Tribunal Administratif d'Orléans — Décision N° TA45-2600738

mardi 10 février 2026

JuridictionTribunal Administratif d'Orléans
SectionTribunal Administratif d'Orléans
N° DossierTA45-2600738
TypeOrdonnance
RecoursPlein contentieux
PublicationD

Résumé IA

Le Tribunal administratif d'Orléans, statuant par ordonnance, rejette la requête de M. A... qui demandait un délai supplémentaire de deux semaines pour des occupants d'un terrain. Le juge estime que sa saisine, prévue par l'article 9 de la loi du 5 juillet 2000 relative aux gens du voyage, ne lui permet pas d'accorder un tel sursis, mais seulement de statuer sur l'annulation de la mise en demeure préfectorale. La requête est donc jugée manifestement irrecevable et rejetée en application de l'article R. 222-1 du code de justice administrative.

Texte intégral

Vu la procédure suivante :

Par une requête enregistrée le 10 février 2026, M. B... A... demande au tribunal d’autoriser les personnes installées sur la parcelle de terrain cadastrée section YT n° 254, située dans la zone artisanale du Val au Moine à Descartes, à rester sur ce terrain encore deux semaines.

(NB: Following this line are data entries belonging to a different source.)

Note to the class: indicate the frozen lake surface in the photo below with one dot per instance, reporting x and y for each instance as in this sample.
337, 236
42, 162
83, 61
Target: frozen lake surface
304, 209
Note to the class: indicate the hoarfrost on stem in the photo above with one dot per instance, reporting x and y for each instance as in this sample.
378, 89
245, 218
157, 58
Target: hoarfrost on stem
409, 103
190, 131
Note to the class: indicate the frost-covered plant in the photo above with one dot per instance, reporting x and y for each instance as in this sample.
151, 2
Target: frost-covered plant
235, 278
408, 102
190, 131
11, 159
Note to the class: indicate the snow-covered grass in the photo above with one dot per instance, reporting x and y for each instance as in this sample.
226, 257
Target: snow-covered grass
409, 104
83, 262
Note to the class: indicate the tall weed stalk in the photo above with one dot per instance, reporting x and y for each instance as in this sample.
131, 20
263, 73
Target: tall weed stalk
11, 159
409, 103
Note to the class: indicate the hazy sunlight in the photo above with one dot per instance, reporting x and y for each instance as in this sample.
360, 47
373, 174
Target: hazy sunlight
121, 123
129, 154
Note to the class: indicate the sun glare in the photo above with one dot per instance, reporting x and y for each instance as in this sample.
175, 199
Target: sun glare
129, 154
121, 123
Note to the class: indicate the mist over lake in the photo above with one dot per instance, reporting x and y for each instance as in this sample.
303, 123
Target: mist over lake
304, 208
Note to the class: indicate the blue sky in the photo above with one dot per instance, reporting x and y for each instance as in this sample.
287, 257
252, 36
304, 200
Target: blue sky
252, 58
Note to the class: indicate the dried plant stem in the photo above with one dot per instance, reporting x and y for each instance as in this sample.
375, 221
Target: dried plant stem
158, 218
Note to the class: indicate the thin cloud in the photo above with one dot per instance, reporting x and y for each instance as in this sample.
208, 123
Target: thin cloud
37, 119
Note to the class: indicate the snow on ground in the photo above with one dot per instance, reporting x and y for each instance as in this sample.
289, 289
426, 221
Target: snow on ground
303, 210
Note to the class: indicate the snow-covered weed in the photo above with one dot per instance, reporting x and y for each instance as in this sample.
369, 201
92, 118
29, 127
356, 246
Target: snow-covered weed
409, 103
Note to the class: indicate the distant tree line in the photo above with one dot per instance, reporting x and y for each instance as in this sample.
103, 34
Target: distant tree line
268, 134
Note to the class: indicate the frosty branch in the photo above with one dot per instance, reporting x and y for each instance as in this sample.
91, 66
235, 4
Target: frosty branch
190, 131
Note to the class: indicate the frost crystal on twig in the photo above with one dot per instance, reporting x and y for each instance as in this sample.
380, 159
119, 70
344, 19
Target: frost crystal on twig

Vu les autres pièces du dossier.

Vu :
- la loi n° 2000-614 du 5 juillet 2000 ;
- le code de justice administrative.

Le président du tribunal a désigné M. C..., en application de l’article R. 779-8 du code de justice administrative, pour statuer sur les requêtes dirigées contre les décisions de mise en demeure de quitter les lieux mentionnées au II bis de l’article 9 de la loi n° 2000-614 du 5 juillet 2000 relative à l’accueil et à l’habitat des gens du voyage.


Considérant ce qui suit :

1. Aux termes de l’article R. 222-1 du code de justice administrative : « (…) les présidents de formation de jugement des tribunaux (…) peuvent, par ordonnance : (…) / 4° Rejeter les requêtes manifestement irrecevables, lorsque la juridiction n’est pas tenue d’inviter leur auteur à les régulariser ou qu’elles n’ont pas été régularisées à l’expiration du délai imparti par une demande en ce sens (…) ». Aux termes de l’article 9 de la loi du 5 juillet 2000 relative à l’accueil et à l’habitat des gens du voyage : « (…) II. - En cas de stationnement effectué en violation de l’arrêté prévu au I ou au I bis, le maire, le propriétaire ou le titulaire du droit d’usage du terrain occupé peut demander au préfet de mettre en demeure les occupants de quitter les lieux (…) / II bis. - Les personnes destinataires de la décision de mise en demeure prévue au II, ainsi que le propriétaire ou le titulaire du droit d’usage du terrain peuvent, dans le délai fixé par celle-ci, demander son annulation au tribunal administratif. Le recours suspend l’exécution de la décision du préfet à leur égard. Le président du tribunal ou son délégué statue dans un délai de quarante-huit heures à compter de sa saisine (…) ».
2. Par un arrêté du 9 février 2026, le préfet d’Indre-et-Loire a mis les personnes installées sur une parcelle de terrain cadastrée section YT n° 254 à Descartes en demeure de quitter les lieux avec leurs véhicules avant le mercredi 11 février 2026 à 16 heures. M. A... ne demande pas l’annulation de cet arrêté, mais demande au tribunal d’autoriser les personnes concernées à rester encore deux semaines dans les lieux. Toutefois, il n’appartient pas au magistrat statuant sur les recours présentés en application du II bis de l’article 9 de la loi du 5 juillet 2000 d’accorder un délai supplémentaire aux occupants pour quitter lieux. La requête de M. A... est ainsi manifestement irrecevable. Il y a lieu de la rejeter par application des dispositions précitées de l’article R. 222-1 du code de justice administrative.



O R D O N N E :



Article 1er : La requête de M. A... est rejetée.

Article 2 : La présente ordonnance sera notifiée à M. B... A.... Copie en sera adressée, pour information, au préfet d’Indre-et-Loire.


Fait à Orléans, le 10 février 2026.



Le magistrat désigné,





Frédéric C...




La République mande et ordonne au préfet d’Indre-et-Loire en ce qui le concerne ou à tous commissaires de justice à ce requis en ce qui concerne les voies de droit commun contre les parties privées, de pourvoir à l’exécution de la présente décision.